Nachhaltigkeit und Klimawandel sind in den vergangenen Jahrzehnten zu weiteren Schwerpunkten sozialdemokratischer Wohnbaupolitik geworden. Der bislang letzte sozialdemokratische Wohnbaureferent in der oberösterreichischen Landesregierung, Hermann Kepplinger, hat hier im Hinblick auf die ökologische Transformation oder etwa bei der Barrierefreiheit besondere Standards gesetzt, die von seinem freiheitlichen Nachfolger größtenteils wieder zurückgenommen wurden. Damit wurde das Bauen in Oberösterreich zwar wieder billiger, inwieweit uns diese niedrigeren Standards in der Zukunft einholen und möglicherweise teure Nachrüstbedarfe nach sich ziehen werden, wird sich weisen.
„Bauen, bauen, bauen“
Das bringt mich zurück zur eingangs erwähnten Auseinandersetzung zwischen dem SPÖ-Vorsitzenden Landesrat Martin Winkler und dem freiheitlichen Wohnbaureferenten Manfred Haimbuchner.
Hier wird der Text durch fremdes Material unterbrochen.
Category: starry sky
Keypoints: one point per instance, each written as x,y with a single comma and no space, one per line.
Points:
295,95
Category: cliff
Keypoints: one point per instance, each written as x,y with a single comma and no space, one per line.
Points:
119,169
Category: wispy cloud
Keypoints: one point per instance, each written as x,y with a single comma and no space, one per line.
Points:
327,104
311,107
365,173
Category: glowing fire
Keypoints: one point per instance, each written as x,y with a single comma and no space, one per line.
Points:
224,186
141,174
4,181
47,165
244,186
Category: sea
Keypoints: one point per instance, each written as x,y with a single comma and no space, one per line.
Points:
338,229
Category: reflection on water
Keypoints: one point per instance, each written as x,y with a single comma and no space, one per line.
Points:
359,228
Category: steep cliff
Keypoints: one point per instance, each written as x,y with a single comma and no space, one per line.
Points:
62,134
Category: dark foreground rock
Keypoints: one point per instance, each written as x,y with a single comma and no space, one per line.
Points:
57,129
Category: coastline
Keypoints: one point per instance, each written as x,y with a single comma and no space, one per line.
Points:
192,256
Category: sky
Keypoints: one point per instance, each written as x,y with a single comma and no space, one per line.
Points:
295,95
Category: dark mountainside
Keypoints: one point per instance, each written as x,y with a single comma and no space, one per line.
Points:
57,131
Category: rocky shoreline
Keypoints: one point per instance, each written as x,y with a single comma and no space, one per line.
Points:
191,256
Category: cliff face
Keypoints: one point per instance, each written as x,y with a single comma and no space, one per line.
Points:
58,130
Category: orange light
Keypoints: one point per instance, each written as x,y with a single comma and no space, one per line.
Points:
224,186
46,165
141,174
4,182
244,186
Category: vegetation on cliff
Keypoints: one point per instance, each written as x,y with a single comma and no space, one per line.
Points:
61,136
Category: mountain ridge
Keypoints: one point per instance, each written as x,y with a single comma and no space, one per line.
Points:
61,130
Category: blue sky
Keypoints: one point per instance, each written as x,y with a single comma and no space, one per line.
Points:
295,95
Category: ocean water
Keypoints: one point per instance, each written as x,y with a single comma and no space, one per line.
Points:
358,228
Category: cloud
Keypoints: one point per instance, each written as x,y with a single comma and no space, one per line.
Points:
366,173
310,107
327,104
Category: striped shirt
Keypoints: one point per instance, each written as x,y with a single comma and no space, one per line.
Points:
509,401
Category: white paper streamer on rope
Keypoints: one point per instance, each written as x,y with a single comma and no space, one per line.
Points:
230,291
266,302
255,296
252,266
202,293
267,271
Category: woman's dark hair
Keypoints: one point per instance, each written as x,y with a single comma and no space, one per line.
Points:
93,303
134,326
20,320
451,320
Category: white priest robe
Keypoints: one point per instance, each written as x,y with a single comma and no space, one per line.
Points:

Noch die Vorgängerregierung der jetzigen Bundesregierung hat ein Wohnbaupaket ausgeschrieben, mit dem eine Milliarde Euro für den Wohnbau zur Verfügung gestellt wurde. Davon wären rund 160 Millionen Euro für Oberösterreich zur Verfügung gestanden. Martin Winkler kritisiert, dass diese Mittel nicht für den Wohnbau in Oberösterreich abgeholt würden. Dadurch würde man wertvolles Geld der Bauwirtschaft vorenthalten, die es zur Ankurbelung der Konjunktur dringend bräuchte, und die Mietpreise am Markt würden dadurch weniger gebremst werden, als möglich. Haimbuchner kontert, aufgrund einer kontinuierlichen Bauleistung von rund 2.000 Mietwohnungen jährlich wäre ein Abrufen dieses Geldes gar nicht möglich, da es nur für zusätzliche Wohneinheiten zur Verfügung stehen würde, und das sei weder bedarfsorientiert noch machbar. Dem kann leicht widersprochen werden: Baufirmen und Gemeinden stünden bereit, diese zusätzliche Bauleistung im von der Bundesregierung vorgesehenen Zeitraum auf den Boden zu bringen. Der Bedarf ist dabei jedenfalls gegeben: Allein im Vorjahr ist die Zahl der bei den Gemeinnützigen Bauvereinigungen als wohnungssuchend angemeldeten Haushalte um zehn Prozent auf über 57.000 gestiegen – das betrifft mehr als 100.000 Menschen, die eine geförderte Mietwohnung dringend brauchen würden. Martin Winkler behält also wohl recht: Für die Konjunktur und die Sicherung des Wohnbedarfs heißt es „bauen, bauen, bauen“.
Autor: Peter Binder
Peter Binder ist seit 2017 Vorsitzender der Mietervereinigung Oberösterreich und seit 2021 Wohnbausprecher der SPÖ im oberösterreichischen Landtag.